Shropshire SOS

Graham Hill 1

As one of the country’s most popular shows hits the county, we find out about some of the local businesses who came to the rescue in DIY SOS.

Whether or not you’re a fan of DIY SOS, you might want to tune in this May, as one episode of the renovation show with a difference will have a Shropshire flavour. Nick Knowles and his crew architects visited Hopesay near Craven Arms to help out an ex-firefighter, Joe, and his daughter, Lucy. The show, which comes to the aid of a deserving home-owner to remodel their home, put a call out for local businesses to help out, and Wenlock Spring’s Amy Caine was one of those who got in touch. Amy explains, ““I contacted the BBC saying we’d provide water for all the workers… for tea coffee and to drink. We covered a water cooler n bricks to get all the workers smiling!”

Amy says that, despite the high-pressure environment, the workers kept Joe and Lucy in their sights as they strove to meet the targets. Joe’s wife and Lucy’s mother Jessica had died from leukaemia just six weeks after Joe had to stop his job as a firefighter because of an injury sustained while driving the fire engine. Joe put his all into doing up their run-down home, but as it progressed, he realised just how much there was to do. A stream ran under the house and had to be diverted… and Joe’s money ran out while he and Lucy were still living in a caravan. Two neighbours put in a call to the BBC – and presenter Nick and team came to the rescue in February.

Several other businesses from the Bridgnorth area also got involved, including Darwin Glass and Glazing, and Graham Hill Flooring.

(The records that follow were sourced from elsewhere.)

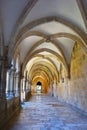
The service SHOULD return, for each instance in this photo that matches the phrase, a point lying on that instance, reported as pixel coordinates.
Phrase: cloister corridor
(43, 112)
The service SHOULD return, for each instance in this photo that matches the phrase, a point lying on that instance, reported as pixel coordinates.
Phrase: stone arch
(50, 51)
(46, 20)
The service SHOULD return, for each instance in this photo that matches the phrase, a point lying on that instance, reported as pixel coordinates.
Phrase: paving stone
(47, 113)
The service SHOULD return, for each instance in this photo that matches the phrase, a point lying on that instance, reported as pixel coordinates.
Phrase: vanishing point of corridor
(44, 112)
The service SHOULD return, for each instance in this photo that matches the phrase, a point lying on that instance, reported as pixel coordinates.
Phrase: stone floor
(46, 113)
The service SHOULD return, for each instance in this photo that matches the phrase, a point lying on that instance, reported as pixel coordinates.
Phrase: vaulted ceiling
(44, 32)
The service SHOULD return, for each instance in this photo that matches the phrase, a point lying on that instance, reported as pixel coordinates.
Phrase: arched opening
(39, 87)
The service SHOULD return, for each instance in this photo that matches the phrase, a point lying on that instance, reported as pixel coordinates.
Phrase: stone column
(17, 83)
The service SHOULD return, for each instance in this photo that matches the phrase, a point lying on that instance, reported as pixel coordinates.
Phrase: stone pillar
(54, 88)
(17, 83)
(0, 80)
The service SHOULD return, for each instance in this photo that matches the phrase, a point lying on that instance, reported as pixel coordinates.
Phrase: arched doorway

Rob Hall, a director at Graham Hill, told WW!, “We supplied and fitted around 70sqm of carpet, underlay, gripper and door strips – plus labour to install the lot. Three of us went along – myself, Tom Homer who’s one of our flooring specialists, and Chris Fell, my new apprentice.

“Filming was very relaxed, just a guy with a handheld camera walking around, but the site itself was hectic with people everywhere.”

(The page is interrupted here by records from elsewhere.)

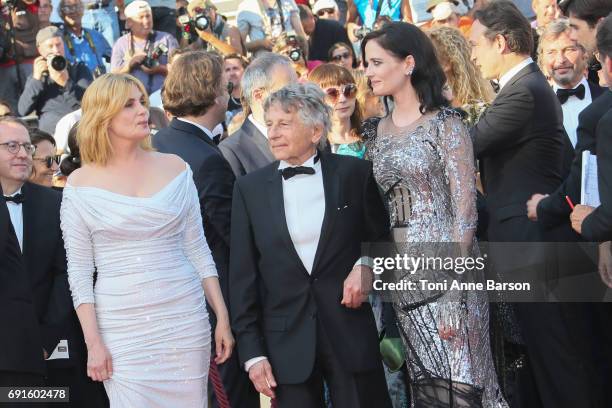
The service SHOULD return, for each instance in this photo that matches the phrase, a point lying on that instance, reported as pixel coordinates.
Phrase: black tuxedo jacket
(20, 342)
(521, 144)
(247, 149)
(598, 225)
(214, 181)
(275, 303)
(554, 210)
(45, 260)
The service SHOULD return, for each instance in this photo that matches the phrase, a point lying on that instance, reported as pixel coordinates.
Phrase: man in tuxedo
(247, 149)
(584, 15)
(297, 286)
(34, 212)
(521, 145)
(565, 61)
(189, 136)
(595, 224)
(22, 357)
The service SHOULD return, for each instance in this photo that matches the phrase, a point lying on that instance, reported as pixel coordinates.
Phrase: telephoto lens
(57, 62)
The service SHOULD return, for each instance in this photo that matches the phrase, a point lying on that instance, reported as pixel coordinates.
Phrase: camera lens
(58, 63)
(202, 22)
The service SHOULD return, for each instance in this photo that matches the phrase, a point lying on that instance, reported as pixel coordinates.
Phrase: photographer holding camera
(18, 27)
(203, 28)
(142, 52)
(55, 87)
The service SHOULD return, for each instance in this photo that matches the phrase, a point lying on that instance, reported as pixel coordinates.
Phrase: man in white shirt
(565, 62)
(247, 149)
(298, 288)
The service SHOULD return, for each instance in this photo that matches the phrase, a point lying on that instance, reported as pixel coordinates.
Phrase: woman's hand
(224, 341)
(99, 362)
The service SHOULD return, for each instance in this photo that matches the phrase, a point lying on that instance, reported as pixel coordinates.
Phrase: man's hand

David Jenkins of Darwin Glass explains, “They asked us to supply some materials as they were let down by a couple of local suppliers – so that’s what we did. I also sent them team up to help with labour and cleaning up the site afterwards. There were about 150 tradesmen on site – it was crazy! But everyone pulled together and got the job done as we had people from all across the county.”

Everyone involved was affected by the ‘big reveal’, when Joe and Lucy saw their new home for the first time.

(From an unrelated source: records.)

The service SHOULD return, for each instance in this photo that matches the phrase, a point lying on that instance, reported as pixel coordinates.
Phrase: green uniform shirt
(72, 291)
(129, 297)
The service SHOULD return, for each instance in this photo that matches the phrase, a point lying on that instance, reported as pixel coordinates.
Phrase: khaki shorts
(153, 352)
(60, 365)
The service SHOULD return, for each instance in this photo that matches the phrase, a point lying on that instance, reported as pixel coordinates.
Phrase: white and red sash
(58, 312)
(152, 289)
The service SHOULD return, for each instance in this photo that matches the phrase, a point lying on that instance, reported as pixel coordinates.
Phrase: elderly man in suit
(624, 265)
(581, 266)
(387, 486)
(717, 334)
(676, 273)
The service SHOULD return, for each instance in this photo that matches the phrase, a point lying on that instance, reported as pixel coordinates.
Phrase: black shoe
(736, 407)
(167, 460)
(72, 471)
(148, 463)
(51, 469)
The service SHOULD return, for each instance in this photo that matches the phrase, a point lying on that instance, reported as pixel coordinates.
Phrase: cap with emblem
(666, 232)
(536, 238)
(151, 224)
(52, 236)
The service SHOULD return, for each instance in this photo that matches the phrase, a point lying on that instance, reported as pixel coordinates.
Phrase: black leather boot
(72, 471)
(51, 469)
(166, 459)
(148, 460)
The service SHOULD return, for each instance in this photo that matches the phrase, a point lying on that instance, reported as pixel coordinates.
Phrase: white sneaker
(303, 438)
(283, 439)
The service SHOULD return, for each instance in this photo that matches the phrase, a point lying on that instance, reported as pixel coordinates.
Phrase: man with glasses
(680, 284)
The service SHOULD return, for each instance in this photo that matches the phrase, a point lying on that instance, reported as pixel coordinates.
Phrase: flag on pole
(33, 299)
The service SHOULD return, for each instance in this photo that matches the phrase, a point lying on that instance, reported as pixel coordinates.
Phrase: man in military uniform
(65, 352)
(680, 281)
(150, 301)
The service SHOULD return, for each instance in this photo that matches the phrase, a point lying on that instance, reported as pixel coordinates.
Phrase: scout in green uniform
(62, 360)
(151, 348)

“It was very emotional – the whole experience was very humbling,” recalls Rob Hall. “Seeing people who were giving up their time, materials and experience to help someone they’d never even met was overwhelming – and Joe thanked every one of us personally. It makes you realise that with all the troubles in the world, there are still some fantastic, generous and selfless people out there!”

“Reveal day was amazing,” agrees Amy. “It had been dull all week and finally the weather was beautiful. I think everyone was stunned by just how many people there actually were – two of three hundred! Joe and Lucy were overwhelmed and Lucy had written a letter saying ‘thank you’. It’s an experience I’ll remember forever.”